Atualmente, a Visagio tem 38 sócios, sendo que 95% deles começaram como estagiários. “A possibilidade de se tornar sócio surgiu logo no início da operação, como um recurso para reter talentos. Com isso, conseguimos alinhar as pessoas para que estejam engajadas com o crescimento da empresa”, detalha. O modelo de governança prevê que nove sócios façam parte do conselho, eleito anualmente e responsável pelas principais decisões.

Assim com os demais funcionários, os sócios também são avaliados não apenas com base no resultado financeiro, mas também pela sua capacidade de inspirar pessoas. “No dia a dia dos projetos, há feedbacks transparentes e diários entre todos os membros do time. Incentivamos essa troca em todos os níveis – por exemplo, de um estagiário para um sócio. Humildade e sede por aprendizado estão no cerne de nossa cultura, o que facilita esse processo”,orgulha-se.

Satisfação dentro e fora da empresa

De acordo com Miguel, a cultura de transparência e de pouca hierarquia incentiva as pessoas a trazerem suas angústias de forma direta, e o mentor, que é nomeado assim que o profissional ingressa na empresa, avalia a melhor forma de solucionar.

“Algumas vezes o funcionário não se adaptou à cultura da empresa ou almeja atuar em um setor diferente. Nesses casos, o ajudamos a se recolocar em algo onde ela seja mais feliz, muitas vezes em nossos clientes ou empresas onde temos participação. O foco, acima de tudo, é que as pessoas estejam felizes”, conta.

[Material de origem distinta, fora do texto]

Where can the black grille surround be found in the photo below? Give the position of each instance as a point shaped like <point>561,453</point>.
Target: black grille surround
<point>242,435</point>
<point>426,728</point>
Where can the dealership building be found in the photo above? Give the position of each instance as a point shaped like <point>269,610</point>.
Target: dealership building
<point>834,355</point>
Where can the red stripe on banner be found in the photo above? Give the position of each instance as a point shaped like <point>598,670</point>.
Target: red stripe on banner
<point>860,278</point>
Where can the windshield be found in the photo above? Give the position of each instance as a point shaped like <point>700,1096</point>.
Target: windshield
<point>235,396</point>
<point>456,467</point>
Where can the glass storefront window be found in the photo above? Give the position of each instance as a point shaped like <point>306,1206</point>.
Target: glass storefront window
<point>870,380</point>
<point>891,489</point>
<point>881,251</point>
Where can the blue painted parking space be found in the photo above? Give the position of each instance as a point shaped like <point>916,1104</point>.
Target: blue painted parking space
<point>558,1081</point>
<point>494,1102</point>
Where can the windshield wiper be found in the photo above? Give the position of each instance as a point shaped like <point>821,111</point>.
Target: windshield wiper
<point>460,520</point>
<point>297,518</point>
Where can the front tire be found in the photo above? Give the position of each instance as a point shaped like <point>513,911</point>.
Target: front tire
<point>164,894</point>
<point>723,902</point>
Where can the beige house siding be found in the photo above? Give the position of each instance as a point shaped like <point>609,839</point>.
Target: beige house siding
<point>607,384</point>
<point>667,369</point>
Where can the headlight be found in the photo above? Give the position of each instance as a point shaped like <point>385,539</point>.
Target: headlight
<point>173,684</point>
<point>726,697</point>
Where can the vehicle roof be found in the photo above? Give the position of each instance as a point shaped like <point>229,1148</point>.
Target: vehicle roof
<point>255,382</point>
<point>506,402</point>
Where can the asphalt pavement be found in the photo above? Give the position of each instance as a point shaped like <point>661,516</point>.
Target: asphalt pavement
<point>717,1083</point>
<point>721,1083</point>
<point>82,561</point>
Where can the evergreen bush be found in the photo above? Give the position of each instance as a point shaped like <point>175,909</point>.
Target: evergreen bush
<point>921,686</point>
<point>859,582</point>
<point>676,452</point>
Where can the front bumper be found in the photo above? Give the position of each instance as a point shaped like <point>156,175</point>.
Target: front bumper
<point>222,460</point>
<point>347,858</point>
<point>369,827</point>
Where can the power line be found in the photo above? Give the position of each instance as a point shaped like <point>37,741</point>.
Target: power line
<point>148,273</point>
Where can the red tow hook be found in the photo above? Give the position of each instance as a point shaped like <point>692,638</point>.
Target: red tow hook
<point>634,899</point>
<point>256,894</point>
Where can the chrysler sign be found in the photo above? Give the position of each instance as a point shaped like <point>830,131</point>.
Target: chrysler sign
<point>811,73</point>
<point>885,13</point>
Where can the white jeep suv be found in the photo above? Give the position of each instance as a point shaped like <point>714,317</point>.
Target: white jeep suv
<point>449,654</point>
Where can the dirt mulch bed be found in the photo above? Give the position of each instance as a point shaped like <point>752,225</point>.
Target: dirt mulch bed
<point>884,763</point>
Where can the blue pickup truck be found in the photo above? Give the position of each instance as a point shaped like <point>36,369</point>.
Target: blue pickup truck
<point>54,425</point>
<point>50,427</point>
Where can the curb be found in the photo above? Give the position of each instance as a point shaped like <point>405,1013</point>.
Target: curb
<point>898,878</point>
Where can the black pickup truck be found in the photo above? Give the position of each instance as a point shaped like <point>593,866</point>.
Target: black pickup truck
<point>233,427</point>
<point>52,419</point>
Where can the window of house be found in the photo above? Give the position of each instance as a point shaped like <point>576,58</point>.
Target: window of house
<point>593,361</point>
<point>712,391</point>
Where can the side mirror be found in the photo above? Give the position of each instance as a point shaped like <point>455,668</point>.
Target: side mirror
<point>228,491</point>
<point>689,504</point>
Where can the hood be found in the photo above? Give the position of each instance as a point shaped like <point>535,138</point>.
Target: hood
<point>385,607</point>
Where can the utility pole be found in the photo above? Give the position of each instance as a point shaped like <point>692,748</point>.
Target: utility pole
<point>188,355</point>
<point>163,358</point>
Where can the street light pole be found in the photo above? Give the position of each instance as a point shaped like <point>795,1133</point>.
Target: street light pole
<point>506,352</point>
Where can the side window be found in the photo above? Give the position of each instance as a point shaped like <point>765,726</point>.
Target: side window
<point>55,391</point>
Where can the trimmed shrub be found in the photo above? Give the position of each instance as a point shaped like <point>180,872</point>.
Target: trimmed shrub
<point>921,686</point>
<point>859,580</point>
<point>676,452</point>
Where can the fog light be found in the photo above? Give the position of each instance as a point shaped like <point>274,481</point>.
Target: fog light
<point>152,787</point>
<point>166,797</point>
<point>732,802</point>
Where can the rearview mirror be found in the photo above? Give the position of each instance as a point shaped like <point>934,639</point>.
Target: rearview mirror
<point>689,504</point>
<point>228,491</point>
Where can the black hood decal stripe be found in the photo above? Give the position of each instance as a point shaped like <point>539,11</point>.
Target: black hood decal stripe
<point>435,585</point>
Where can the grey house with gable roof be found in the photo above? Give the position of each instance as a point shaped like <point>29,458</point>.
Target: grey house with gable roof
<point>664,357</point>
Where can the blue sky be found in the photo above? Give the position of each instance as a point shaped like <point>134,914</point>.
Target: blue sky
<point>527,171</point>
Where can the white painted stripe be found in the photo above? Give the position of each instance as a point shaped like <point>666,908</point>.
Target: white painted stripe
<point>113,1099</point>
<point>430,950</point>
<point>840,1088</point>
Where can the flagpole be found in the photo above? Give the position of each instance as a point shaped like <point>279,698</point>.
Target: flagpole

O interesse em atender as demandas dos colaboradores também levou a companhia a estudar a ideia de internacionalização. “Ao perceber que estávamos perdendo profissionais que buscavam uma carreira no exterior, começamos a considerar essa possibilidade. Assim, quando surgiu a oportunidade, decidimos apostar”, relata.

Atualmente, a empresa tem operações em Londres (Inglaterra), Moscou (Rússia) e Perth e Sydney (Austrália), reunindo cerca de cem colaboradores, além de 400 distribuídos pelos escritórios do Rio de Janeiro e de São Paulo. “Somos uma empresa de gente e conhecimento, competindo em um cenário de escassez de talentos. Essa cultura foi e é essencial para atrair e desenvolver as melhores pessoas e crescer de forma saudável”, conclui Miguel.